Another first-generation riot grrrl band from Washington, Bratmobile originated from Allison Wolfe and Molly Neuman, two university students, and their feminist zine Girl Germs. The two fell into the subculture, which resulted in the acclaimed LP Pottymouth in 1993. Pottymouth encapsulates the feel of riot grrrl more than any modern audience could; ‘Cool Schmool’ is the record’s standout track. The true DIY nature of Bratmobile makes their music so indescribably nostalgic, and prevalent.
Whilst riot grrrl empowered feminists across the world, the movement also promoted queercore music. Donna Dresch, after creating the queercore zine Chainsaw, formed Team Dresch, a band who represented voices undeniably left behind by the male punk scene of the UK and USA. The more complex use of instruments than their fellow riot grrrls single Team Dresch out as both a politically charged group, and talented musicians. ‘Fagetarian and Dyke’ is their iconic track.

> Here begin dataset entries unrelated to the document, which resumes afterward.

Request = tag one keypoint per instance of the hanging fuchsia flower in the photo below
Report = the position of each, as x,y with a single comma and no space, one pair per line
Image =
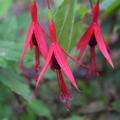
59,62
92,37
35,38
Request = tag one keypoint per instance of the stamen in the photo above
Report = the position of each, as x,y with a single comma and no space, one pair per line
64,91
34,40
92,41
93,67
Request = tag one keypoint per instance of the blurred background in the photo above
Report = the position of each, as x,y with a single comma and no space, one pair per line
99,98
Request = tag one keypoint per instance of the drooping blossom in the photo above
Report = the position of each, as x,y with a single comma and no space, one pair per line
35,38
58,62
92,37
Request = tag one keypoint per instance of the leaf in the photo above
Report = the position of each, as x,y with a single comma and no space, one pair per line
14,82
64,19
4,6
40,108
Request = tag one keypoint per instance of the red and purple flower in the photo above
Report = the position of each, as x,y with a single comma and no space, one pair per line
92,37
57,60
35,38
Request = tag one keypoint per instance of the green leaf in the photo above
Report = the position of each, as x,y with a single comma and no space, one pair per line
4,6
64,19
40,108
14,82
116,105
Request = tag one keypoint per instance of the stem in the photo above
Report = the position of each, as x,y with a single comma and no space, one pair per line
91,4
48,4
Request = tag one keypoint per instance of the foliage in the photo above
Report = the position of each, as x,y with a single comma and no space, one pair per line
20,99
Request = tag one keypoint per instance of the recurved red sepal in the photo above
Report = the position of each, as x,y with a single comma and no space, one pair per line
33,11
52,30
96,12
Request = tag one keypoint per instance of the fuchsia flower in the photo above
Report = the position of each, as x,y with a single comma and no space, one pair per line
92,37
59,62
35,38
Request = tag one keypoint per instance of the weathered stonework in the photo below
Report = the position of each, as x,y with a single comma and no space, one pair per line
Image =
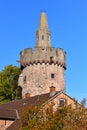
44,67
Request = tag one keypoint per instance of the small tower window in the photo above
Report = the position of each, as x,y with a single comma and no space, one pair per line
24,79
52,76
42,37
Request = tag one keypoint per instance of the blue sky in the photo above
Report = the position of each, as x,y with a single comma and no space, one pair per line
67,20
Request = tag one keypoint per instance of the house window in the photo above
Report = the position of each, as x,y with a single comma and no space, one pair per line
61,102
52,76
42,37
24,79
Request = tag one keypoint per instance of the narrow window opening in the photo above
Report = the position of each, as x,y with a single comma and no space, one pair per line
42,37
52,76
24,80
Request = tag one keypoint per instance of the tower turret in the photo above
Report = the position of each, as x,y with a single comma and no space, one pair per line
43,33
44,67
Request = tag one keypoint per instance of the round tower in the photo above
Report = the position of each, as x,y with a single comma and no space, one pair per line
43,68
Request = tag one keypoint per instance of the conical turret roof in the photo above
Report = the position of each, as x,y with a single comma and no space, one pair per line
43,21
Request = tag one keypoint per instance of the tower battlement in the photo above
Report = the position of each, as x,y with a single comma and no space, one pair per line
43,55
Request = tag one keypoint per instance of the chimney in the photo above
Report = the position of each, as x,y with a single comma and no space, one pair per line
27,95
52,91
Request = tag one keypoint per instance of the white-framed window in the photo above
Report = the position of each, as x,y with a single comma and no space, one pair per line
62,102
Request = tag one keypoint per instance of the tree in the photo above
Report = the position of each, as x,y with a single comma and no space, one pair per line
9,89
64,118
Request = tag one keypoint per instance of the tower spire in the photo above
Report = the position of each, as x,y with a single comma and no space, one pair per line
43,21
43,33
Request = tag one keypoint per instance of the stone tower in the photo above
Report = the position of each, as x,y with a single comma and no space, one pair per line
44,67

The influence of these women and this collective feminist movement is palpable today. Modern bands such as Skinny Girl Diet and Peach Club are a new brand of riot grrrl; Skinny Girl Diet’s recent LP Heavy Flow pinpoints not only the technicalities of modern punk, but also affecting lyrics and scenes. Peach Club, a quartet based in Norwich, are self-described riot grrrls, with anarchist feminist tracks and an on-stage presence so charismatic, any politician should be scared.
Riot grrrl did so much for empowerment and feminism in its short-lived success in the early nineties, and its phenomenal impact is felt even now.